Noting the repeated criticism that Malaysia’s detention centres, including immigration depots, prisons and police lock-ups, fall short of basic standards, Shamini said Putrajaya needs to urgently ensure that the centres meet the United Nations’ Standard Minimum Rules for the Treatment of Prisoners.

The UN standard provides for the basic standards for prisoners’ living conditions, personal hygiene, food and medical services apart from other basic rights, AI Malaysia said.

She also noted that at least 17 countries had in 2013 urged Malaysia to make an international agreement against torture effectively valid here by implementing it into local laws, policies and practices.

The call was made at Malaysia’s Universal Periodic Review, a UN Human Rights Council mechanism where UN member states’ human rights records are reviewed by other countries and given recommendations to act on to improve the human rights situation there.

“AI Malaysia renews our call to the Malaysian government to ratify the UN CAT at its earliest convenience. Ratification of this convention would mean that safeguards to prevent incidences of torture and ill-treatment would be introduced. There is no better time than now. Torture must stop,” she said, referring to the UN Convention Against Torture.

Local human rights group Suaram similarly called for a probe into the alleged torture at the Juru detention centre.

“Suara Rakyat Malaysia (Suaram) strongly condemns the act perpetrated by the depot staff as reported by detainees from the Juru Detention Camp. Investigation into the matter must be conducted with no further delays by all relevant enforcement agencies. Those who has committed these vile and heinous act must be brought to justice immediately!” the group’s executive director Sevan Doraisamy said in a statement yesterday.

Noting that the “deplorable” living conditions at immigration detention camps nationwide have been a long-standing concern, he claimed that the government’s response to calls for proactive remedies have however been “slow and opaque”.

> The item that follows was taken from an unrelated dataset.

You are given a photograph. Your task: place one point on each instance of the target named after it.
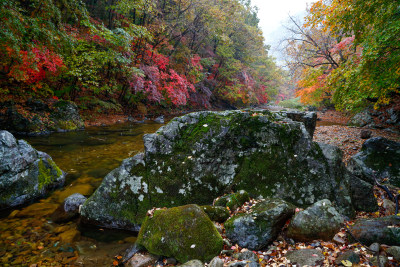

He also said the reported accounts from Cambodia regarding the alleged violence and deaths at the Juru detention centre “marks a new low for human rights in Malaysia.”

“While we can describe the appalling living conditions in detention camps throughout Malaysia as a gross human rights violation, the existence of torture and physical violence by depot staff and the scale of which it occurs elevates the issue from human rights violations to the realm of crime against humanity,” he said.